The mechanistic landscape of T. flammea converges established antioxidant pathways with unique alkaloid-driven features. While flavonoids and phenolic acids—such as kaempferol-O-rutinoside and chlorogenic acid—stabilize the ECM via PI3K–AKT and MAPK signaling [47,48,49], T. flammea is distinguished by its substantial content of the pyrrolizidine alkaloid Thesinine [50]. Unlike classical radical-scavenging flavonoids, docking simulations suggest Thesinine acts as a dual modulator of redox-sensitive kinases, stabilizing the AKT1 ATP-binding cleft and anchoring to MAPK3 residues. This complementarity between flavonoid antioxidants and alkaloid kinase modulators distinguishes T. flammea from polyphenol-dominant botanicals like Paeonia lactiflora or Hibiscus mutabilis [51,52]. Chemically, this simultaneous accumulation of alkaloids and phenolics represents a distinctive biosynthetic adaptation within the Asteraceae family, broadening the extract’s pharmacophore coverage beyond simple antioxidant effects. Consequently, the extract coordinates the regulation of AKT–NF-κB and MAPK axes, providing a computationally validated and biologically safe model for targeting the oxidative and inflammatory drivers of skin aging.
The absence of cytotoxicity further underscores its biocompatibility and suitability for dermal applications. These findings demonstrate that the integrative pipeline used here not only accelerates the identification of bioactive plant species but also provides mechanistic clarity linking chemical identity to functional outcome. In this context, T. flammea represents both a pharmacologically relevant and computationally validated model for developing multifunctional natural agents targeting oxidative and inflammatory aspects of skin aging.
First and foremost is the toxicological concern regarding pyrrolizidine alkaloids (PAs), a major metabolite class identified in the T. flammea extract [53]. It is crucial, however, to differentiate between PA subclasses based on their chemical structure. The well-documented hepatotoxicity and genotoxicity of PAs are primarily associated with 1,2-dehydropyrrolizidine (unsaturated) esters—such as rivularine (7-angeloylheliotridine, also detected in our extract) or senecionine—which are metabolically activated by hepatic CYP450 enzymes into reactive pyrrolic esters [53,54,55,56]. In sharp contrast, Thesinine, one of the most abundant metabolites in our profile, is a saturated PA (an otonecine-type ester). Saturated PAs lack the 1,2-double bond necessary for this toxic metabolic activation pathway and are therefore generally regarded as non-toxic or possessing significantly lower toxicity [57,58]. Furthermore, T. flammea conjugates like thesinine-4′-O-glucoside are similarly considered safe [59]. Ethnobotanically, the young leaves of T. flammea have been traditionally consumed as a seasonal vegetable (“Namul”) in Korea, suggesting a history of human tolerance to its oral ingestion. Consistent with this, the T. flammea extract, whose profile is dominated by saturated PAs, did not induce significant cytotoxicity or apoptosis in our in vitro models. While this does not preclude systemic toxicity, it suggests the extract itself is not overtly cytotoxic to dermal cells. Nonetheless, the presence of any unsaturated PA (e.g., Rivularine) poses a significant regulatory and safety hurdle. Therefore, future development strategies must involve optimized extraction or chromatographic purification to selectively eliminate toxic unsaturated PAs while retaining bioactive, non-toxic constituents.
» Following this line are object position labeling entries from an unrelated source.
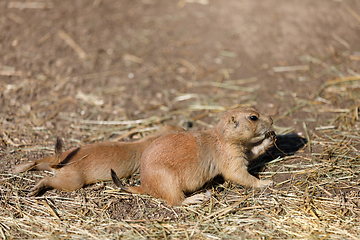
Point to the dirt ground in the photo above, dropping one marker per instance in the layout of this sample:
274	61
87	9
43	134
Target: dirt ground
79	69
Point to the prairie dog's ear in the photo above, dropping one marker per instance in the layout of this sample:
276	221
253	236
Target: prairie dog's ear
234	121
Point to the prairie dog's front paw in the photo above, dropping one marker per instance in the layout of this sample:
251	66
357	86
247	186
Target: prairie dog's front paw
265	183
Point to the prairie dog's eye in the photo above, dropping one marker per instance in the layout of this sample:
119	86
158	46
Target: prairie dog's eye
253	118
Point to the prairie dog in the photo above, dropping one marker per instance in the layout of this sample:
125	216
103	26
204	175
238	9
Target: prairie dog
91	163
183	162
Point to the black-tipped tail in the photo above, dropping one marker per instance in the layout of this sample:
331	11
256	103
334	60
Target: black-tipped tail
117	181
58	149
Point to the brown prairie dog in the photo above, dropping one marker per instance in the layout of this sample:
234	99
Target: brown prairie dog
91	163
183	162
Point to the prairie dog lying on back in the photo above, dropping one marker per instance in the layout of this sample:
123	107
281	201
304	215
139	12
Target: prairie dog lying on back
183	162
91	163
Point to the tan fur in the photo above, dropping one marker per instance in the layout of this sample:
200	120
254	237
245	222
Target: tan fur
91	163
181	163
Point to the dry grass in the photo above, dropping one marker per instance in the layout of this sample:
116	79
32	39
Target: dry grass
316	195
317	190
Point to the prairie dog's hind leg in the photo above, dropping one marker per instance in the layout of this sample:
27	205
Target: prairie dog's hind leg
60	183
197	198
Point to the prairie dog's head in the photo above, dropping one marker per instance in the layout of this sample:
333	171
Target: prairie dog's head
243	124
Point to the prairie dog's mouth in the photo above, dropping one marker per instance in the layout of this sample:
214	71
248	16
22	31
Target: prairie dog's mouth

In the technical perspective, our quantitative UHPLC–MS/MS dataset and computational analyses already provide robust chemical and mechanistic coverage; thus, the current limitations do not arise from the in silico domain but rather from the experimental resolution at the compound level. The biological validation in this work was performed primarily using the crude extract, which accurately reflects the native biochemical synergy but limits mechanistic interpretation for individual constituents. Because our workflow follows a “from-selection-to-validation” sequence, detailed characterization of isolated metabolites—such as determining dose–response behavior, molecular specificity, and potential synergism—will be an essential next phase to obtain in-depth mechanistic insight. Another limitation lies in the absence of in vivo evaluation. While the in vitro assays confirmed antioxidant, anti-inflammatory, and anti-photoaging efficacy without cytotoxicity, further studies are needed to examine safety, potential toxicity, and physiological specificity in animal or reconstructed human skin models.
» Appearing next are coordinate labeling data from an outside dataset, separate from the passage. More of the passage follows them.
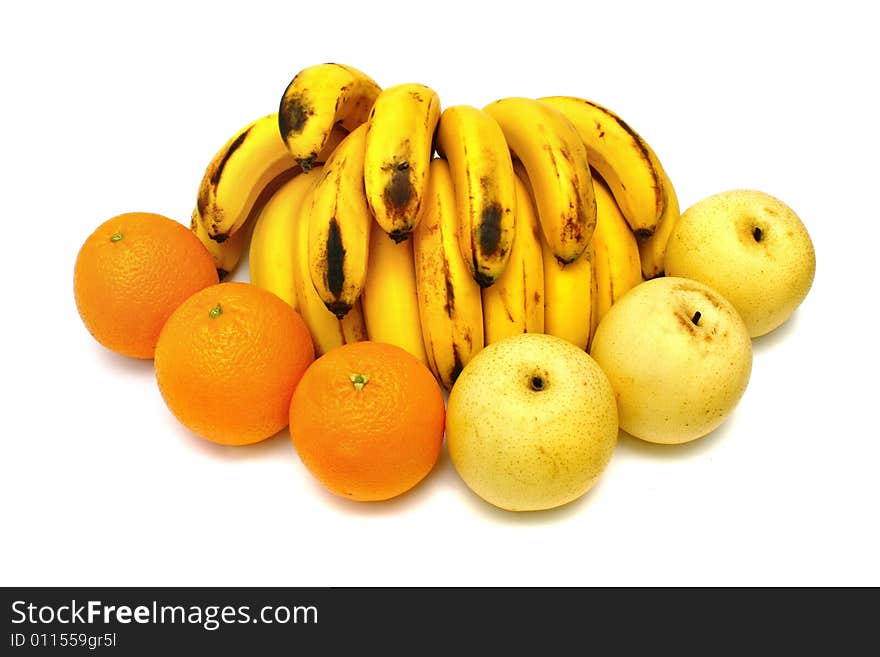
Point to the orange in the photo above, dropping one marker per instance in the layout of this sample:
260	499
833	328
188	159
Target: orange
367	420
131	273
228	360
Moreover, practical aspects related to industrial feasibility remain unexplored. As T. flammea is a wild species with limited ecological distribution, studies on its sustainable sourcing, cultivation potential, and biotechnological production routes will be crucial to ensure consistent material supply. Future investigations combining targeted isolation, in vivo pharmacological testing, and resource-management strategies will thus consolidate both the scientific and practical foundations for translating T. flammea into a viable natural ingredient for skin-aging intervention.

5. Conclusions

This study provides the first comprehensive characterization of Tephroseris flammea, integrating informatics, metabolomics, molecular modeling, and biological validation within a unified discovery framework. Through untargeted UHPLC–MS/MS profiling, 21 major metabolites—mainly flavonoids, phenylpropanoids, and pyrrolizidine alkaloids—were identified and linked to 226 skin-aging–related targets, with AKT1, RELA, and MAPK3 emerging as pivotal regulatory hubs. Docking and molecular-dynamics analyses confirmed stable compound–target interactions, while in vitro assays demonstrated significant antioxidant, anti-inflammatory, and anti-photoaging effects without cytotoxicity. The strong concordance between these computational predictions and experimental results primarily validates the utility of our integrative pipeline. This work thus serves as a methodological validation, demonstrating that our “from-selection-to-validation” workflow can successfully elucidate complex mechanisms even from uncharacterized plant taxa.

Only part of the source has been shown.